Audi A1 Hatchback full 9 point review
The A1 is available with a range of turbo engines – a 1.2 and two 1.4-litre petrol units, plus 1.6 and 2.0 diesels. The 1.2 is best as a town car and the 1.6 diesel could be punchier, but the 1.4s and 2.0 diesel are fast and flexible, and make excellent cruisers. They all have a long top gear to keep the revs down – and the economy up – at higher speeds. The 1.4 is available with a twin-clutch automatic gearbox.
Ride & Handling
There are three trim levels, each one bringing firmer suspension and bigger wheels as you step up the range. The standard car is firm-ish, and while Sport models are edgier, they’re still comfortable. S line models take things too far, though. Whichever suspension you choose, the A1 is great fun through corners; it’s more agile than the rival Mini and grips harder too. Its steering also provides more feedback.
The diesel engines are decidedly gruff, but the petrols are pretty smooth and quiet enough unless thrashed. There’s plenty of road and suspension noise, by wind noise is kept out of the cabin at motorway speeds. An engine stop-start system is standard across the range and it works quickly and unobtrusively, while all the major controls (the brakes, clutch and gearbox) are precise and nicely weighted.
Safety & Security
The A1 gets six airbags as standard, which helped contribute to its five-star Euro NCAP crash test rating, where it scored above average marks by class standards for adult protection. Disappointingly, you don’t get a tyre-pressure monitoring system as standard. However, you do get an alarm, which partly explains why the A1 fared well in Thatcham’s security tests.
Buying & Owning
The price of the entry-level car is attractive, and although the prices increase steeply as you progress up the range, resale values are among the best in the class: this is an extremely desirable little car. Efficient engines help towards excellent fuel consumption figures and low CO2 emissions, which keep running costs low.
Quality & Reliability
This might be the smallest, cheapest Audi, but it's far from a poor relation. There are squishy plastics in all the right areas, and the more rugged, durable stuff is kept largely out of sight. Even the switches and dials look and feel expensive. The A1 managed only average marks for reliability in the most recent JD Power ownership satisfaction survey, however.
Behind The Wheel
Firm, supportive seats, lots of adjustment and an orderly dashboard with big, clear instruments – yes, this is a pure Audi. The windows aren’t very deep, but there's still plenty of glass area giving a good view out. A central control unit and screen give access to many of the car's functions, and it's easy to get used to.
Space & Practicality
This isn’t the A1’s forte. While there’s plenty of space up front and the boot is a decent size and shape, the rear seats are best for children due to the dramatically sloping roofline. The rear seatbacks are almost vertical, so may be uncomfortable on long journeys.

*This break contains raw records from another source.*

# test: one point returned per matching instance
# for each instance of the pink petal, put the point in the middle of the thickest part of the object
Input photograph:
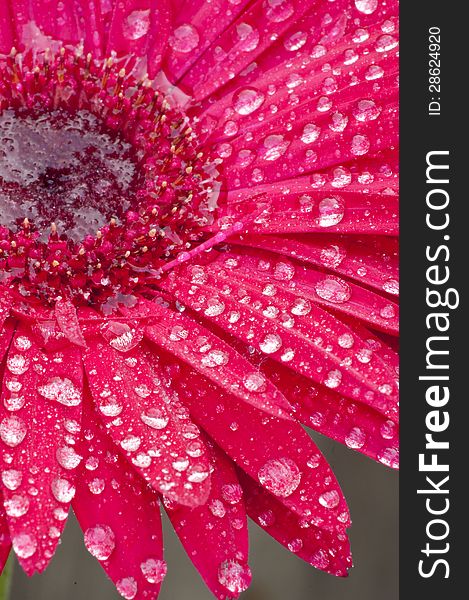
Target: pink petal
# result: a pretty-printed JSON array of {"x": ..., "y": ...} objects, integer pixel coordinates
[
  {"x": 298, "y": 206},
  {"x": 140, "y": 28},
  {"x": 146, "y": 421},
  {"x": 290, "y": 329},
  {"x": 215, "y": 535},
  {"x": 344, "y": 297},
  {"x": 273, "y": 451},
  {"x": 40, "y": 423},
  {"x": 197, "y": 24},
  {"x": 328, "y": 550},
  {"x": 212, "y": 357},
  {"x": 5, "y": 542},
  {"x": 239, "y": 46},
  {"x": 351, "y": 423},
  {"x": 371, "y": 261},
  {"x": 67, "y": 319},
  {"x": 119, "y": 514},
  {"x": 5, "y": 337},
  {"x": 7, "y": 30}
]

There are SE, Sport and S line trims, offering not only different levels of equipment, but also firmer suspension and bigger wheels as you progress up through the range, so you need to order carefully. SE models have alloys, air-con and a CD player, but you’re better off spending the extra on Sport, which adds Bluetooth, sports seats, and leather and aluminium trim. S line has part-leather upholstery and a bodykit. There are also plenty of personalisation options on all versions.